Now for the issues. In each of these cases I was hoping maybe someone can help clue me in to what needs to be fixed, and approximate cost?

1.) When starting cold, it kind of stutters for a bit before it starts; I mean it makes that chug-chug-chug-chug sound for a few seconds before it starts combusting. I don't know if I am describing this right but hopefully you know what I mean.

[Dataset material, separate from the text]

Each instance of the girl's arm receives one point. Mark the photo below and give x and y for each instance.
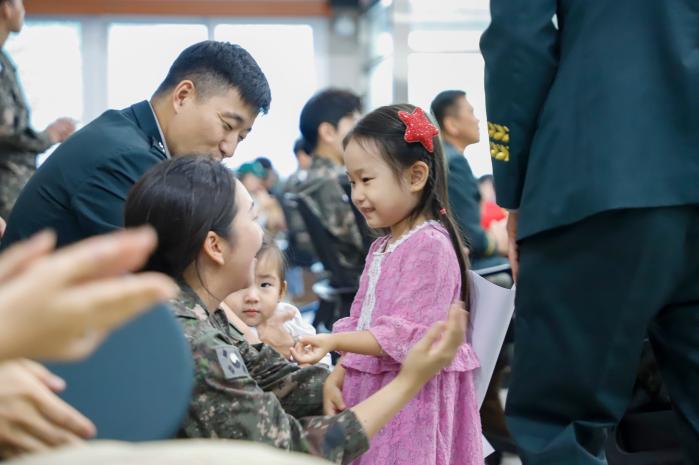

I'm hoping this just means a new starter or something... ? Oddly though, this only happens cold. i.e. when I got gas, and then got back in and started the car (so it had only been off for about five minutes) it started fine.

2.) It says service ride control. But it handles very well. No obvious suspension or alignment issues when driving but again, I'm no mechanic.

3.) It said add washer fluid. I added about half a bottle, message is now gone, but nothing shoots out when I turn the wiper control thing to make it spray.

4.) When I first took it on the highway, a message popped up after a few minutes that said check coolant level (and this one made my heart sink a little) and for a while that message and the ride control one were both showing. However, the temperature gauge never went up very far. It always stayed between the 12:00 mark and the very next mark. I'm hoping that means it wasn't really getting very hot; maybe it just needs coolant added?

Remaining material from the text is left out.